Lebih lanjut, Habib Umar menyebut bahwa UU TNI sesungguhnya tidak mengandung hal-hal yang buruk, bahkan sangat baik untuk masa depan bangsa. Dalam konteks saat ini, menurutnya, bangsa Indonesia menghadapi tantangan besar dari kekuatan oligarki dan mafia yang telah menggerogoti berbagai sektor strategis negara.

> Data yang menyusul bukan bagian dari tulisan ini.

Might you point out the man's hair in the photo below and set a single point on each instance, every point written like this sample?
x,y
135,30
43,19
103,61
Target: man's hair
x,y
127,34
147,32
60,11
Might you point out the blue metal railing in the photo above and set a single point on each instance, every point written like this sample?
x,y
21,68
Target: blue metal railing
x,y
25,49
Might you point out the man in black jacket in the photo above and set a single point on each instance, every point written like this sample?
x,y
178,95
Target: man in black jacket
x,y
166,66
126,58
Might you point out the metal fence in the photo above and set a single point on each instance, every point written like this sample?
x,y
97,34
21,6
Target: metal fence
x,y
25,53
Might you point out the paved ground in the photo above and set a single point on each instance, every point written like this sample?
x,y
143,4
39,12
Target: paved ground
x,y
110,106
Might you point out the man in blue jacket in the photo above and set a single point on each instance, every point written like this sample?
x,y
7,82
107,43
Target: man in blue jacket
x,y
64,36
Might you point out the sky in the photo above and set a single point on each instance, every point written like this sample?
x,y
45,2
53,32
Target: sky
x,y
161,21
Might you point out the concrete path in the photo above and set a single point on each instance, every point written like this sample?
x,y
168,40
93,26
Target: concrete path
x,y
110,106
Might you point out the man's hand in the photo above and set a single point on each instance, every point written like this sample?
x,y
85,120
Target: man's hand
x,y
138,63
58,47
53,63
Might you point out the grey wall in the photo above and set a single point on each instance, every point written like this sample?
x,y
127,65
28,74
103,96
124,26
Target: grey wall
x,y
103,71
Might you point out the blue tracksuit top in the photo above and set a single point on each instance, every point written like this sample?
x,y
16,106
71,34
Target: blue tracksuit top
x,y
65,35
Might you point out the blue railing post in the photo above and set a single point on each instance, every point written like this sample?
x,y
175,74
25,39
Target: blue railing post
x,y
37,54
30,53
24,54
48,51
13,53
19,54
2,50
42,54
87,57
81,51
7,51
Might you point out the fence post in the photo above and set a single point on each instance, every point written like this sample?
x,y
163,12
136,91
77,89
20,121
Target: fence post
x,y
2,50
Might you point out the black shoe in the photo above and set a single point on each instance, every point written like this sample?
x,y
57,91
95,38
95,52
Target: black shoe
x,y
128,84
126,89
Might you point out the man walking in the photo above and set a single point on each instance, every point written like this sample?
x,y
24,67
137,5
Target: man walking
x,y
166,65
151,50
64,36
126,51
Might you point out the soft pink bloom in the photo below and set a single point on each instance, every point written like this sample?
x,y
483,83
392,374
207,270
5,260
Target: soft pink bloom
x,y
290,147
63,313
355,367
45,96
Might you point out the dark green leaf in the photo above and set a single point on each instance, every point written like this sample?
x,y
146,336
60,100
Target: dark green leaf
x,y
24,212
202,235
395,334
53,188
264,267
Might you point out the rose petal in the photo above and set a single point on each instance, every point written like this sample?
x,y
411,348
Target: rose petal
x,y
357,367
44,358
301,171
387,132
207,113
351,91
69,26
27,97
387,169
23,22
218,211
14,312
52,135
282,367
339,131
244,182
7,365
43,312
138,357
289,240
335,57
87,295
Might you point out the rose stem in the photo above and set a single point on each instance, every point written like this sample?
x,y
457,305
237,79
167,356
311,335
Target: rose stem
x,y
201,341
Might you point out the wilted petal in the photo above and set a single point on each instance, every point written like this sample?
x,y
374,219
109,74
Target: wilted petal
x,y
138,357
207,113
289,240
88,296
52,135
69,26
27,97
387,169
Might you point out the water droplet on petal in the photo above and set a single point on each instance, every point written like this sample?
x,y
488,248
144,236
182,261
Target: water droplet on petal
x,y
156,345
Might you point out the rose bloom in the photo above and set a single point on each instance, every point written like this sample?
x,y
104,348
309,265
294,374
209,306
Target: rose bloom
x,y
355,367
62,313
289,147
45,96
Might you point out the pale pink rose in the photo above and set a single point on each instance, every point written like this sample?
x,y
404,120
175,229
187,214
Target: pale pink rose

Peran TNI dalam Stabilitas dan Reformasi
Mengutip contoh seperti Pertamina, Habib Umar menilai bahwa sektor-sektor vital negara masih dipenuhi oleh praktik korupsi dan ketidakbecusan birokrasi sipil. Ia pun menyatakan pentingnya keterlibatan TNI dalam rangka perbaikan dan pengamanan sektor-sektor tersebut.
“Sipil itu banyak yang korup. Untuk memperbaiki dan mengamankan, salah satu caranya ya dengan menempatkan TNI. Bukan berarti menggantikan peran sipil, tapi mendampingi sementara waktu. Karena faktanya, sipil belum bisa berbuat baik sepenuhnya,” ujarnya.
Menurut Habib Umar, revisi UU TNI dapat menjadi jalan keluar untuk memperkuat ketahanan nasional. Ia juga menegaskan pentingnya tidak mengadu domba rakyat dengan TNI.
“TNI bisa diajak berdialog. Tidak ada alasan untuk memusuhi mereka. TNI adalah rakyat, dan rakyat adalah TNI. Jangan mau kita diadu domba oleh narasi-narasi negatif,” ucap Habib Umar.
Lebih lanjut, Habib Umar menyebut TNI sebagai “kekuatan terakhir” yang bisa diandalkan untuk menjaga keutuhan dan kedaulatan negara. Di tengah derasnya infiltrasi kekuatan oligarki dan mafia, TNI dianggap sebagai institusi yang masih memiliki integritas dan kekuatan untuk menghadapi mereka.
“Kita minta negara ini diamankan sementara oleh TNI. Jangan dulu kita menyalahkan siapa-siapa. Kita fokus pada bagaimana menjaga negara ini dari kehancuran. Dan TNI adalah kekuatan terakhir yang kita punya,” katanya.
Habib Umar berharap agar masyarakat tidak terprovokasi oleh narasi-narasi negatif terkait TNI. Ia menegaskan bahwa TNI adalah bagian dari rakyat dan tidak mungkin mencelakai rakyatnya sendiri. Menurutnya, revisi UU TNI dapat menjadi solusi untuk memperkuat ketahanan nasional dan menghadapi tantangan besar yang dihadapi bangsa Indonesia saat ini.